El último capítulo en el culebrón con sede en la Ciudad de Fútbol de Las Rozas deja a la Federación Española de Fútbol (RFEF) compuesta y sin novio. La comisión electoral ha admitido la impugnación del proceso, de acuerdo con la solicitud de Miguel Galán, presidente de la escuela de entrenadores Cenafe y el hombre que se ha propuesto cambiar el rumbo en el seno del órgano que rige el fútbol español. Y descabezarlo. Pedro Rocha, investigado desde el pasado viernes en la conocida como Operación Brodie, todavía no puede ser proclamado presidente. El movimiento de Galán, que impugna las elecciones por considerar que los avales presentados por Rocha no son válidos, bien por “estar caducados”, bien por “haber sido obtenidos en un presunto fraude electoral”, pone freno al proceso y abre un nuevo plazo: el 26 de abril, la fecha tope señalada en el calendario electoral y para cuando debería haberse resuelto la causa. Para entonces habrá que ver si Rocha llega a ser nombrado, acechado como está por la justicia y por la vía administrativa.

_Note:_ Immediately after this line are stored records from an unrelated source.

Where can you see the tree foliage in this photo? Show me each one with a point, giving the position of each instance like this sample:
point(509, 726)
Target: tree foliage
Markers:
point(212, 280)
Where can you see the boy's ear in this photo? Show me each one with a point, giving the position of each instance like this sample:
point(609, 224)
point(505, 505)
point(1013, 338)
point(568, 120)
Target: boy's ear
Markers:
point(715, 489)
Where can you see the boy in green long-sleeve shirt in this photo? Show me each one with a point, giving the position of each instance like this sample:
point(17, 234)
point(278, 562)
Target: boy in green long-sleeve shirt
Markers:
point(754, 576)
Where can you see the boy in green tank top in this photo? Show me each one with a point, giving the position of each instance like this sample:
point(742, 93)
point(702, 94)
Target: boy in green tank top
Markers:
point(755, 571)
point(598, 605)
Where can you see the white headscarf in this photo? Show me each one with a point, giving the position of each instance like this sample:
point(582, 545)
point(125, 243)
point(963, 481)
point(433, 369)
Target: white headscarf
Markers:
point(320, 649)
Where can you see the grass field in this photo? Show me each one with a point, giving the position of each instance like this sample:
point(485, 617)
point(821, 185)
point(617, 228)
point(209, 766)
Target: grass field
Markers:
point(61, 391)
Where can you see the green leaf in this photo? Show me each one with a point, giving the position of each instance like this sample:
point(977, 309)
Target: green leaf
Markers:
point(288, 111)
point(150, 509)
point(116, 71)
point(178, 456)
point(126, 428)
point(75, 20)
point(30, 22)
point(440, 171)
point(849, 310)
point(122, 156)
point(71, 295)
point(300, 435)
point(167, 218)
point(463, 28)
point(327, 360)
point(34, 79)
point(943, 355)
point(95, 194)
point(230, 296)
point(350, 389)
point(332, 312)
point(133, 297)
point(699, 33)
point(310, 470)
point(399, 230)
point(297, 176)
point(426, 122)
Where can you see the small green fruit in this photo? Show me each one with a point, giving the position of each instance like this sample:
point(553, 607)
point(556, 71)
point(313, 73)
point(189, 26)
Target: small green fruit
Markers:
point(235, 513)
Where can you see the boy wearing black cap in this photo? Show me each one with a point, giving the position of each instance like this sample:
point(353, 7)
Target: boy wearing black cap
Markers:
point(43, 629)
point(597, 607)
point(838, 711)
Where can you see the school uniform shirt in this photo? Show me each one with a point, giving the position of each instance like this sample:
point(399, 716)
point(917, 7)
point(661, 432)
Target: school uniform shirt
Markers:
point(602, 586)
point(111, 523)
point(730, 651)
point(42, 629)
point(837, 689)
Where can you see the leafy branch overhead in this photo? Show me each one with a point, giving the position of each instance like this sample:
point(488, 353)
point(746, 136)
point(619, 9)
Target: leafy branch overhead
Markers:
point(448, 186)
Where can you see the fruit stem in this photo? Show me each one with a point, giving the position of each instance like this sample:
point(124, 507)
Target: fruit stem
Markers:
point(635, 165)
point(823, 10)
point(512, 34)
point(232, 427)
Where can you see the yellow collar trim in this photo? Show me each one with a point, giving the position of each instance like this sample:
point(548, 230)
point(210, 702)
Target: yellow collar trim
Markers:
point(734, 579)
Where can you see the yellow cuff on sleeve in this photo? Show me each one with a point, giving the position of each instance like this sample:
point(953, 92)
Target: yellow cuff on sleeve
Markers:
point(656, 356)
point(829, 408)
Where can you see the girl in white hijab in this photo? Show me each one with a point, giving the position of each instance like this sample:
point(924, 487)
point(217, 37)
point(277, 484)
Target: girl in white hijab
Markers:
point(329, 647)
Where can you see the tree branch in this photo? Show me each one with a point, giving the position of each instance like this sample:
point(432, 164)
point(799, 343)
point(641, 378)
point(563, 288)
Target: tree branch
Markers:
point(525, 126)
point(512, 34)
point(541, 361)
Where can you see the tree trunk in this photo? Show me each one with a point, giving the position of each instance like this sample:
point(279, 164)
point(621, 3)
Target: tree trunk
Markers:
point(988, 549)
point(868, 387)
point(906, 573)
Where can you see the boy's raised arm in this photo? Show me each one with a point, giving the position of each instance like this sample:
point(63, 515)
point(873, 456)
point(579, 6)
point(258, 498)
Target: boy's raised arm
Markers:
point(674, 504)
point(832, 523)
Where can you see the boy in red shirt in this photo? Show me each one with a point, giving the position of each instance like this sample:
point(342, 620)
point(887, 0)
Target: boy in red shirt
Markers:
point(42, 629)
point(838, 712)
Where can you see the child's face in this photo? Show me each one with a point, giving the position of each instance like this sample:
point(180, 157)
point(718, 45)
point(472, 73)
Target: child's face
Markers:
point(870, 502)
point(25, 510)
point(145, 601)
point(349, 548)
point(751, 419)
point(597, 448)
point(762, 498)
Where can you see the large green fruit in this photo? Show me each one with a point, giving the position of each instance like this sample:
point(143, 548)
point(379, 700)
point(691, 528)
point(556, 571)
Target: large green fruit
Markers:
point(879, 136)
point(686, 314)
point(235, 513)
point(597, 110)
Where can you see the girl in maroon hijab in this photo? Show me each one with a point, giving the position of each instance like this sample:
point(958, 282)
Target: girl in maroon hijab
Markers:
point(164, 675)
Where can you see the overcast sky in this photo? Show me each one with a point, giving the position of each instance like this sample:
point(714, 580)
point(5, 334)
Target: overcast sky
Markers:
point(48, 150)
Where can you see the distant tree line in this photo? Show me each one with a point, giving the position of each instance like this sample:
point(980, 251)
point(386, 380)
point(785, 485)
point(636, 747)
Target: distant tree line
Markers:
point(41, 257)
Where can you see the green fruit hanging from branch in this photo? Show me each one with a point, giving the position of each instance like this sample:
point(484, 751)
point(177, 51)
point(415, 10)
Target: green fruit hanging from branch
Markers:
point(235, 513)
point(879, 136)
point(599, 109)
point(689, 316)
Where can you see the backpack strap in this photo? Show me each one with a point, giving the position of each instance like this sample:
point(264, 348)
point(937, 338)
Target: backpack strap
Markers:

La impugnación añade picante e incertidumbre a la situación. Pero hay más caminos para cercar a Rocha y su gente de confianza. El Tribunal de Arbitraje del Deporte ha incoado un expediente sancionador a Rocha y a toda la comisión gestora por infracción muy grave. El origen es otra denuncia de Miguel Galán, que le acusa de haberse extralimitado en sus funciones como presidente “interino” y de retrasar la convocatoria electoral. La resolución del TAD al respecto ha sido remitida este lunes al Consejo Superior de Deportes (CSD), que está analizando las 39 páginas de las que consta el escrito “para definir los siguientes pasos”, según informaron fuentes del Consejo a este diario. Mientras se estudia la posible inhabilitación de Rocha y el resto de miembros de la federación que integraban el núcleo duro de la misma tras sobrevivir a la crisis de Rubiales y al efecto último de la Operación Brodie, la RFEF sigue sin rumbo y sin una cabeza visible ni nadie capaz de firmar un solo contrato para avanzar en el día a día.

Durante el proceso electoral abierto recientemente Rocha no tuvo oposición. Ningún otro aspirante a la presidencia de la Federación logró reunir los avales suficientes (21) como para presentar oficialmente su candidatura a los comicios que permitirán cubrir el actual ciclo olímpico. Y Rocha, con una exhibición de apoyo masivo del mundo del fútbol (presentó 107 avales), se autoproclamó vencedor y presidente hasta el próximo mes de octubre o noviembre, cuando debería convocar de nuevo elecciones. La proclamación oficial de Rocha, sin embargo, no se ha producido este lunes, como estaba previsto. Galán ya había advertido de que impugnaría el proceso al considerar que antes deberían haberse renovado una cuarentena de asambleístas (en total deben ser 140) que había perdido su condición al causar baja o haber perdido la ficha federativa, casos por ejemplo de Luis Enrique o Jorge Vilda, ex seleccionadores que ahora trabajan fuera de España. Así lo ha hecho. Y el resultado de las elecciones sigue en el aire. Como el futuro de la propia federación, vigilada en la distancia por el CSD y la FIFA.